After the amulet market (actually, old men sitting on a dirt sidewalk with their wares in small glass cases) came the Grand Palace with its whitewashed thick walls, crenellations, and uniformed guards.  On the side where I walked, navy personnel dominated and six naval officers stood with an official looking woman while someone sang in a high Thai voice.  

I made contact with an old bitch whose dugs hung toward the ground.  She licked my hand and wagged her tail, then followed me across the street into Wat Po.  On the corner across from Wat Po was a dried cuttlefish stand with box after box of the flattened creatures bound with red cord and ready for home use.

At Wat Po my friend and I entered the temple grounds.  I may not have explained this before, a temple is not one building, it is a complex of buildings with varying functions.  Some complexes are larger than others and Wat Po is large with many buildings.  It houses an elementary school, the Reclining Buddha, the largest in Thailand, several small chapels, a souvenir shop, toilets, an ordination hall or bot, administration buildings and monks quarters. 
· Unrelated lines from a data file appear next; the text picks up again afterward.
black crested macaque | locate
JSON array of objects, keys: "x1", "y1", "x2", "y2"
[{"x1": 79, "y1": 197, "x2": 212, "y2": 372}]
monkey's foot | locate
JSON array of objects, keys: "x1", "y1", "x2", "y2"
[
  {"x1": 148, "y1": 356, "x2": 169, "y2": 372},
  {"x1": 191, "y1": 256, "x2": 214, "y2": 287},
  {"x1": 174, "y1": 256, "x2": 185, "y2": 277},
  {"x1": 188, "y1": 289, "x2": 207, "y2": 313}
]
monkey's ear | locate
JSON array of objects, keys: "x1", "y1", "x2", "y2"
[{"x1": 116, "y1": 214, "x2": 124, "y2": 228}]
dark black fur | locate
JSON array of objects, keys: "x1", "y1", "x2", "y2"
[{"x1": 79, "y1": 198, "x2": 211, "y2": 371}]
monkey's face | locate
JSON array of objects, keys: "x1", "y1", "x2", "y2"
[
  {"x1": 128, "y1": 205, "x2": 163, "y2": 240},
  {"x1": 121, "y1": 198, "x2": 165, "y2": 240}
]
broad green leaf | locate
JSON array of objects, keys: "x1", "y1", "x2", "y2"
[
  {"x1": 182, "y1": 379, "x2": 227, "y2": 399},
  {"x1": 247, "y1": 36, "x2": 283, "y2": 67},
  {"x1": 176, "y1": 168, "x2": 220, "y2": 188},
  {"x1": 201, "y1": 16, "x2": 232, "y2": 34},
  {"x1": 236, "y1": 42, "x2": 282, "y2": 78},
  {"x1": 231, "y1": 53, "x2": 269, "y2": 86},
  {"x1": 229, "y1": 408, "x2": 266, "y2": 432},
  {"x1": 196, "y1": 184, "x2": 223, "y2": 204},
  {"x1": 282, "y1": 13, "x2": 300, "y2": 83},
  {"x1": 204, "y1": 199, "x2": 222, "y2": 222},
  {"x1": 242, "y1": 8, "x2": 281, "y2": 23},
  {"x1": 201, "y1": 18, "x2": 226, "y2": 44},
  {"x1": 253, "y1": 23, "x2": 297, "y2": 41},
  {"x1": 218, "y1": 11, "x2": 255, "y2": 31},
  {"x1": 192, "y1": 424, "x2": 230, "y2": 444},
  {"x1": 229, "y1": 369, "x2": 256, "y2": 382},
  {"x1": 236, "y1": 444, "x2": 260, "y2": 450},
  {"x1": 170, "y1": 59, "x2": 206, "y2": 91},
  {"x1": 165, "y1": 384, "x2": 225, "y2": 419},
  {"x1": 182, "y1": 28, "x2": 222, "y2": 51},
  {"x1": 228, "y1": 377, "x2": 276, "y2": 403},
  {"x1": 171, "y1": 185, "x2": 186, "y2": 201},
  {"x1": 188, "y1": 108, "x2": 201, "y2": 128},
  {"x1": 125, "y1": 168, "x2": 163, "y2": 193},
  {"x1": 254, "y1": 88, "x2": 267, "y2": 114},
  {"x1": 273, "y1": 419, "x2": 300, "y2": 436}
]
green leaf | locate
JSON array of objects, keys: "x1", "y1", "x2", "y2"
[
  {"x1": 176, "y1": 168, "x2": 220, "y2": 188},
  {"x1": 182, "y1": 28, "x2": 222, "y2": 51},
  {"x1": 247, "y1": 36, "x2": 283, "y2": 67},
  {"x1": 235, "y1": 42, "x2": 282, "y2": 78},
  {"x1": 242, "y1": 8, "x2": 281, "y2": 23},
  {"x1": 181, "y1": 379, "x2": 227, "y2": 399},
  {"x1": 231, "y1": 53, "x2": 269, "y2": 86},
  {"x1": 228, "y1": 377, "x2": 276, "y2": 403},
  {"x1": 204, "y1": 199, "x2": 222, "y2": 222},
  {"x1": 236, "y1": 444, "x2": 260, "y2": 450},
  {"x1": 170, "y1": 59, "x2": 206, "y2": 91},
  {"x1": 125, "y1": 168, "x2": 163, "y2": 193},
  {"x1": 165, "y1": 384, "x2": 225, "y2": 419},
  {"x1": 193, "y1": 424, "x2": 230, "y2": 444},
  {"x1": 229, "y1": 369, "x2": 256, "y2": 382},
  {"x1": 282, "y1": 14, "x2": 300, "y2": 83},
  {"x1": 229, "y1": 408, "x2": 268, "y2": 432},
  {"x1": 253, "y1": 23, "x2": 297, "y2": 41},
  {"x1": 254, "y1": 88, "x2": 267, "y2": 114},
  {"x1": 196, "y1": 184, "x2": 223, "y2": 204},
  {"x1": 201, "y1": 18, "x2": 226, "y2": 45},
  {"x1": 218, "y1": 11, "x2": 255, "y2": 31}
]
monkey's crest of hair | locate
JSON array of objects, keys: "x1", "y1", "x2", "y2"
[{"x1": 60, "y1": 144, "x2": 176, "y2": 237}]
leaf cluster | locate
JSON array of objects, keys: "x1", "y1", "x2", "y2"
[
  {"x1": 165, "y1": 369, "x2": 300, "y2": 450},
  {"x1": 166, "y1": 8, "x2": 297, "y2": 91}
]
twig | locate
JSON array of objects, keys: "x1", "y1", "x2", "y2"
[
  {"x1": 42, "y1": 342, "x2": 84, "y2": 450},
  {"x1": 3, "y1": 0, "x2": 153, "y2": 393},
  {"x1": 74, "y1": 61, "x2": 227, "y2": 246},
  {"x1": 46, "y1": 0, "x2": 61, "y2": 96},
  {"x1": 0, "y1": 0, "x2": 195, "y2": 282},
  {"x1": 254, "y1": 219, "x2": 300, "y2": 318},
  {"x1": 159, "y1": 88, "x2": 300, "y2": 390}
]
It also houses, since the early part of this century the definitive school for Thai massage.  Western medicine pushed Thai medicine and massage (an integral part of it) out of the hospitals and academic settings and Wat Po took responsibility.  My first stop was the massage school. I had a muscle or ligament owey, plus three weeks of travel insults to joints and limbs and torso.

Here the pilgrimage rears its head again.  The massage school, I knew, existed. I read about in more than one place, but the directions I received from the smiling and helpful temple personnel were vague at best.  And Wat Po is a big, confusing mix of buildings, many very tall.  And I wanted a massage. 

Bad.

Sooner.

So, I wandered the sacred precincts of Wat Po; my quest, find the massage school.  I found many beautiful buildings and even a guide, with a placard who said, “Over there, turn left.”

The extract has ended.